There is surging demand among AI researchers for access to the high-performance computing (HPC) systems that are necessary to solve tough computational problems on everything from human genetics to the climate. Unfortunately, the supply of HPC resources has not kept up with this growing demand. On December 10, the Center for Data Innovation hosted a panel discussion exploring what steps Congress, the National Science Foundation (NSF), and the U.S. Department of Energy (DOE) should take to increase access to HPC resources for AI researchers in the United States.
Hodan Omaar, policy analyst at the Center for Data Innovation, set up the discussion with a presentation of the Center’s report on this topic, How the United States Can Increase Access to Supercomputing. The report, as Omaar explained, identifies at a high-level three problems limiting AI researchers from having access to the HPC resources they need to solve important problems.
First, there is a lack of federal funding in HPC preventing NSF and DOE from investing in building an adequate supply of HPC resources for researchers. Currently, the HPC resources these agencies have invested in can only support a third of the researchers who need access to them. Second, access to HPC is concentrated in states that have leading academic institutions with the ability to stand up their own HPC centers or partner with other leading computing centers. This means AI researchers in states with fewer leading universities and less computer science funding, such as Alabama, Indiana, or Utah, are less able to pursue their research goals. Finally, because women and minorities are underrepresented in science and engineering, they are also underrepresented in the HPC workforce. This means they are less able to become the next generation of AI researchers solving tough problems.

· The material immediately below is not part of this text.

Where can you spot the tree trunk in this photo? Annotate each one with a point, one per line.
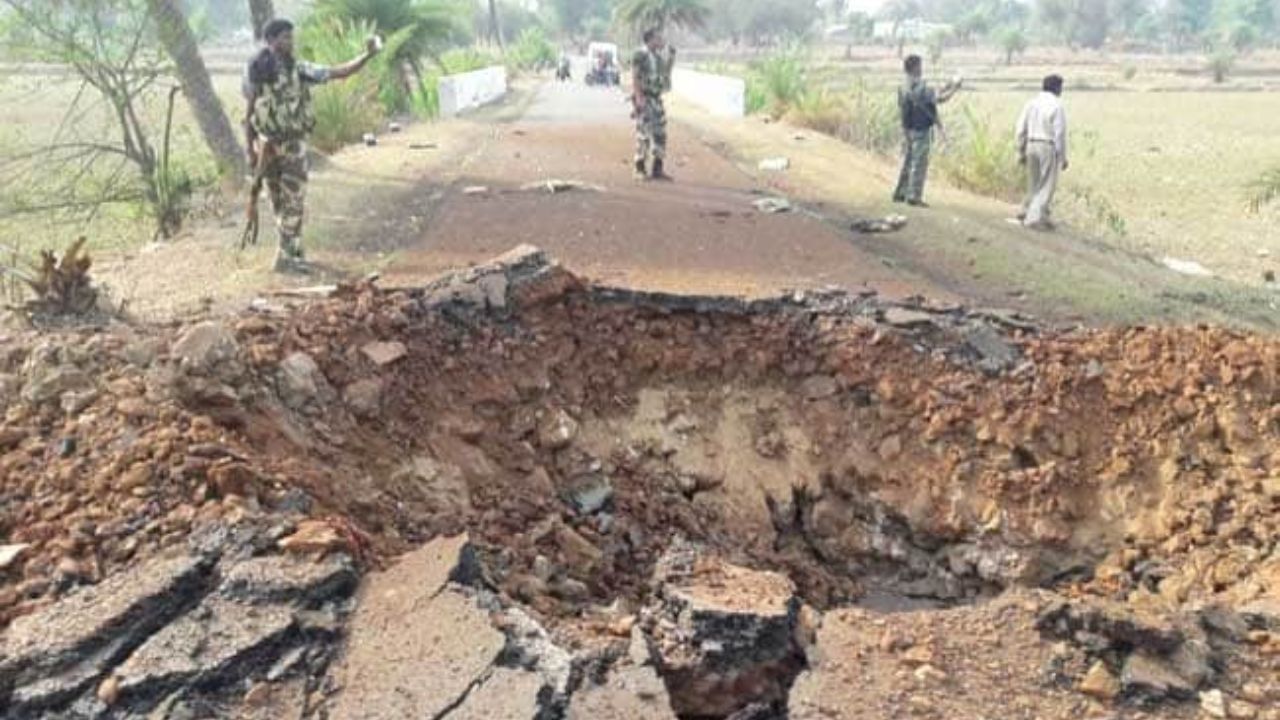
(181, 44)
(260, 13)
(496, 27)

To address the first problem, panelists agreed Congress should significantly increase funding for HPC to both NSF and DOE. While the report calls for Congress to triple federal funding for HPC to $10 billion over the next 5 years, Cheryl Martin, director of global business development, higher education, and research at Nvidia, pointed out that this figure will need to grow over time as the use-cases for AI applications mushroom into new disciplines. But, according to Andrew Jones who is planning future HPC and AI capabilities at Microsoft, funding must be matched with an institutional commitment to strategic planning and operational processes, coordinated between public and private stakeholders at both the local and national level. Echoing a key point from the report, Jones explained that without a clear strategy for acquiring state-of-the-art computing infrastructure, software that can effectively make the most of a system, and experts who can make both perform well, frictions between disparate initiatives will impede researchers from being more productive and innovating at higher rates than their competitors.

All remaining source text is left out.